In the course of the trial of the Akashas, Goswami depicted Punjani and Jubilee politician Stanley Livondo as controlling a drug network that rivalled the Akashas’.
Punjani shot to limelight in September 2009 during a fundraiser at the Kenyatta International Convention Centre (KICC) presided by former President Mwai Kibaki and Opposition leader Raila Odinga, when he contributed Sh6 million in cash for victims of the Faza Island fire tragedy.
He is said to be close to senior politicians across the political divide, with reports that the real estate and hospitality entrepreneur and sugar importer bankrolled several politicians from the Coast, Western and Rift Valley in the 2007, 2013 and 2017 elections.
Punjani has close ties to a Cabinet Secretary in the current administration, a serving PS, a high commissioner to an African country and several MPs.
His lawyer says Punjani will “come back next week because he has recovered,” but his return “will depend on the application which we have made in court to stop his arrest.”
This has heightened confusion about Punjani’s real intentions, date of return and how he will enter Kenya.
Yesterday, a top detective told Saturday Standard “dozens of politicians, judicial officers and business associates are scared stiff of Punjani’s return in case he is interrogated or makes a deal with the state to spill the beans.”
According to the detective, Punjani “has nothing to lose because he is ailing, feels betrayed and his wealth is also dwindling”.
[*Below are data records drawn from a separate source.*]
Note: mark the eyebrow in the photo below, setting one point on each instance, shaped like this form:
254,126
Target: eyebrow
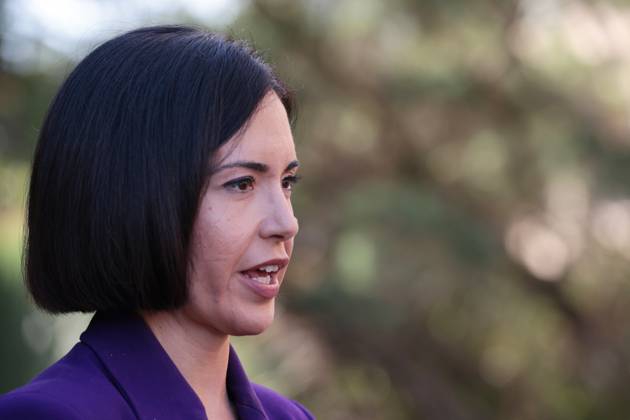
255,166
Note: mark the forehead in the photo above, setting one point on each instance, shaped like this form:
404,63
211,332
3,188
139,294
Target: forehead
266,136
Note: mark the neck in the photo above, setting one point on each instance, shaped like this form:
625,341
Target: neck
200,355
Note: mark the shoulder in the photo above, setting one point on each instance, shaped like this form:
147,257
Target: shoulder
75,387
26,405
279,407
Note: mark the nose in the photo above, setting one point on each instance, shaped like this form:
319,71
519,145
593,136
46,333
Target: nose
279,221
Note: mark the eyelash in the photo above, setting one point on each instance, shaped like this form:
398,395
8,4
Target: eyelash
249,182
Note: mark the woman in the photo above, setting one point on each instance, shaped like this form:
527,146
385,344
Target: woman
160,198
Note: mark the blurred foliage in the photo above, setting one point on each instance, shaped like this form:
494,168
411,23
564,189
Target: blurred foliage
465,209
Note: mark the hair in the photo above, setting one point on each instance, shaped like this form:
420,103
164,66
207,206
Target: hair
122,158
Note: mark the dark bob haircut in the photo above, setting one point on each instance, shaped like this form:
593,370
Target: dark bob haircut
122,159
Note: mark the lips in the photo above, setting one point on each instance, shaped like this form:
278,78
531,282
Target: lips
262,278
280,262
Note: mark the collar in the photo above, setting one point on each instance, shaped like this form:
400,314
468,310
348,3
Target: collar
148,379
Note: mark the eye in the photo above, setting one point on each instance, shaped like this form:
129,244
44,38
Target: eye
289,182
240,185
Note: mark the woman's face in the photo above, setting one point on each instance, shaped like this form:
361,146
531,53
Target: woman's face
243,235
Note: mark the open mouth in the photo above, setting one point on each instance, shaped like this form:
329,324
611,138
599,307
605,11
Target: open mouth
264,275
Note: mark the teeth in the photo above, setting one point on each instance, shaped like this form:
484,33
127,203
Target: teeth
262,280
269,268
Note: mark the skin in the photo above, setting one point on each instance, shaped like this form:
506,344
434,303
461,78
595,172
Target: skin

Magolo has accused the press of “falsely branding his client as a tycoon” because ‘’the bank accounts of the cheque books the police seized have no money.”
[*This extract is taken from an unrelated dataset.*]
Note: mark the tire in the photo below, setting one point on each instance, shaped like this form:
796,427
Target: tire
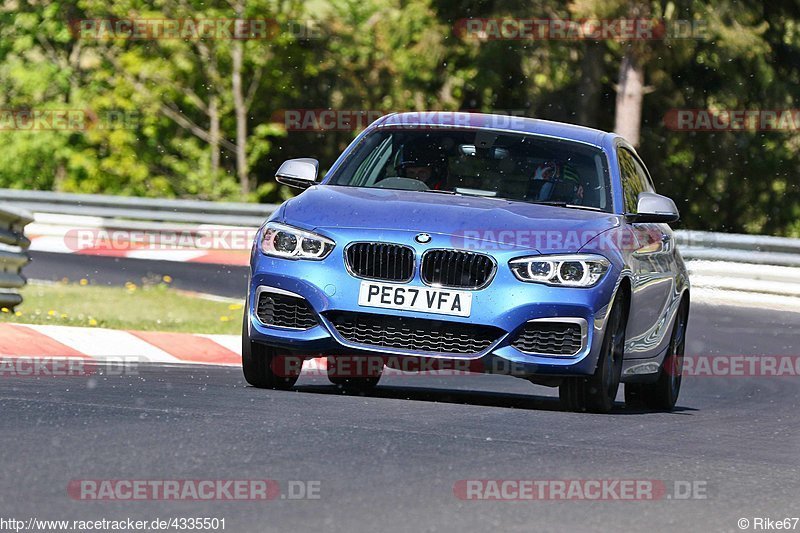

Sources indicate that although Punjani is still wealthy and holds prime properties, his health and a nasty divorce settlement took a heavy toll on his net worth and assets. In 2017, Punjani divorced Indian actress Kim Sharma around the same time he sold Nyali International Beach Hotel.
In 2015, the state revoked title deeds for land in Lamu believed to belong to Punjani’s associates.
During his high-flying years, CSs, journalists, politicians and top police officers would line up at his Shimanzi office for favours.
At the time, Punjani also held sway at the Mombasa port.
On December 31, 2016, according to police records, Punjani fought with Baktash and Ibrahim in a club where guns were fired. When Punjani walked into the club, the Akashas and Goswami were having drinks with a PS and an MP before the fight broke out.
Punjani, the PS and MP fled to another club that same night where they were joined by the diplomat. The Akashas also went to the club where they found the state officials trying to calm Punjani down.
The next day, the PS tried to broker a truce between Punjani and the Akasha brothers.
According to a foreign detective assisting Kenyan investigators in the Akasha affair, the PS received money from Goswami, the Akashas and another narcotics suspect in early January 2017 for protection and to stall a police investigation into the December 31, 2016 gun violence involving Punjani, the Akashas and Goswami.
The PS received Sh3 million on January 1, 2017 from the Akashas and Goswami in order to stifle investigations into the fight. Witnesses to the bribery at an exclusive nightclub in Nyali included the MP, the diplomat and a member of the presidency.
After negotiations in the club, the PS walked away and the Akashas ushered in the PS’s bodyguard who carried the money in a black briefcase to him in a waiting car outside, complete with the code for the combination lock.
The same PS later received wads of 27,000 in US dollars (about Sh2.7 million) from an agent of the Akashas for protection and as inducement to stop the affray investigations.